Children aged 8 to 12 years should use the drug under the supervision of a physician.

Children should use the drug with caution, given the possibility of laryngospasm.

Overdose

With proper local application of the drug to the oral cavity or pharynx, no overdose was observed. However, in the case of swallowing iodine solution, acute poisoning developed. Patients initially felt a metallic taste in the mouth, vomiting, stomach pain and diarrhea began. Within 1–3 days, anuria, swelling of the glottis with subsequent asphyxia, aspiration pneumonia or pulmonary edema were observed. In some cases, even severe circulatory disorders were observed.

Treatment is symptomatic and initially includes standard measures to prevent further absorption of the drug in the gastrointestinal tract. The patient should drink milk and brewed starch. (To brew starch, place 2 g of starch in a porcelain cup and mix well with 8 ml of cool purified water. Add 90 ml of boiling purified water. Stirring constantly, heat the mixture to a boil (0.5–1 minute) and hold until it thickens and becomes lighter. Cool to room temperature (25 °C) and consume.) If the esophagus is not damaged, gastric lavage can be performed. In addition, activated charcoal and a 1 or 5% solution of sodium thiosulfate, which ensures the reduction of iodine to iodide, should be taken. Osmotic diuresis may be performed to remove the absorbed substance. To date, no experience with dialysis has been reported. There is no specific antidote.

Side effects

The frequency of adverse events was assessed as follows: very common (≥ 1/10), common (≥ 1/100, < 1/10), uncommon (≥ 1/1000, < 1/100), rare (≥ 1/10000, < 1/1000), very rare (< 1/10000), including isolated reports.

Immune system disorders: Rare: hypersensitivity symptoms, very rare: anaphylactic shock.

Gastrointestinal disorders: uncommon: dry mouth.

Skin and subcutaneous tissue disorders: Rare: allergic reactions to iodine may occur, requiring discontinuation of the drug: itching, hyperemia, urticaria. Very rare: angioedema.

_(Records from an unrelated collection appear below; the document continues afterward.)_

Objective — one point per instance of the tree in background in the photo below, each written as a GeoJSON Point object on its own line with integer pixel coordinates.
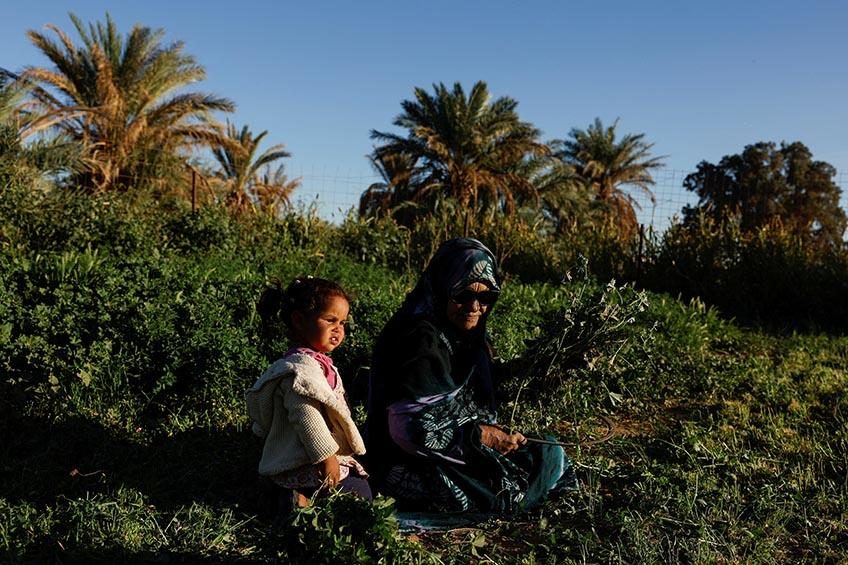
{"type": "Point", "coordinates": [606, 166]}
{"type": "Point", "coordinates": [31, 160]}
{"type": "Point", "coordinates": [249, 180]}
{"type": "Point", "coordinates": [458, 147]}
{"type": "Point", "coordinates": [767, 185]}
{"type": "Point", "coordinates": [116, 97]}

General disorders and administration site conditions: uncommon: burning sensation at the application site (especially in children), pain at the application site, dry mouth.

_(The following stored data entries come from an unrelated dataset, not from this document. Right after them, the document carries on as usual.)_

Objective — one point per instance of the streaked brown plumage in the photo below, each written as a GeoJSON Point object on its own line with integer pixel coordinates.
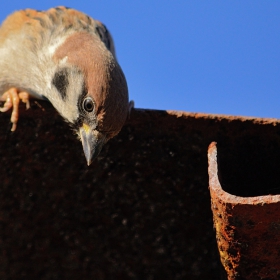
{"type": "Point", "coordinates": [68, 58]}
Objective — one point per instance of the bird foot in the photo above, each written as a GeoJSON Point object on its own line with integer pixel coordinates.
{"type": "Point", "coordinates": [130, 107]}
{"type": "Point", "coordinates": [12, 98]}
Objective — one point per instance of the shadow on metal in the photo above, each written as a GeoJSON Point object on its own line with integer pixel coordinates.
{"type": "Point", "coordinates": [247, 228]}
{"type": "Point", "coordinates": [141, 211]}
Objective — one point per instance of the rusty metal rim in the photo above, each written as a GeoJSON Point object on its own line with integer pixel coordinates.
{"type": "Point", "coordinates": [214, 184]}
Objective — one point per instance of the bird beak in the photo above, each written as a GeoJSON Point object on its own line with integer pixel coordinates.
{"type": "Point", "coordinates": [92, 142]}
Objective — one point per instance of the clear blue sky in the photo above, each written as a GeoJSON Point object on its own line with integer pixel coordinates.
{"type": "Point", "coordinates": [220, 57]}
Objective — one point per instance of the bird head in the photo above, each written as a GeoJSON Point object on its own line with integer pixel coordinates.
{"type": "Point", "coordinates": [91, 89]}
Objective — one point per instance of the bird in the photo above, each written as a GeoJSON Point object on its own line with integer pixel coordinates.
{"type": "Point", "coordinates": [68, 58]}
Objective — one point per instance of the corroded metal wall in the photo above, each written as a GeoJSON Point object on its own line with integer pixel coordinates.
{"type": "Point", "coordinates": [141, 211]}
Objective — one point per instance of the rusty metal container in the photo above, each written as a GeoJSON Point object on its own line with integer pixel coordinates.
{"type": "Point", "coordinates": [247, 223]}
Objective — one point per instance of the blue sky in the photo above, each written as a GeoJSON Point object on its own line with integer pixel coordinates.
{"type": "Point", "coordinates": [220, 57]}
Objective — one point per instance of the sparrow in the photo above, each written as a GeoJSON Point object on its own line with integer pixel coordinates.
{"type": "Point", "coordinates": [66, 57]}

Injury, poisoning and complications during the procedure: iodism (metallic taste in the mouth, increased salivation, swelling of the eyes, larynx, lungs, skin rash, gastrointestinal disorders, systemic side effects in the form of metabolic acidosis, hypernatremia, impaired renal function, diarrhea) after long-term use.

Expiration date

3 years.

Storage conditions

Store in original packaging to protect from moisture.

Keep out of reach of children.

Packaging

30 ml in a bottle with a mechanical sprayer; 1 bottle complete with an oral applicator in a box.

Vacation category

Without a prescription.

Producer

Teva Czech Industries s.r.o.

Location of the manufacturer and address of its place of business

Ostravska Street 305/29, Komarov, 747 70 Opava, Czech Republic.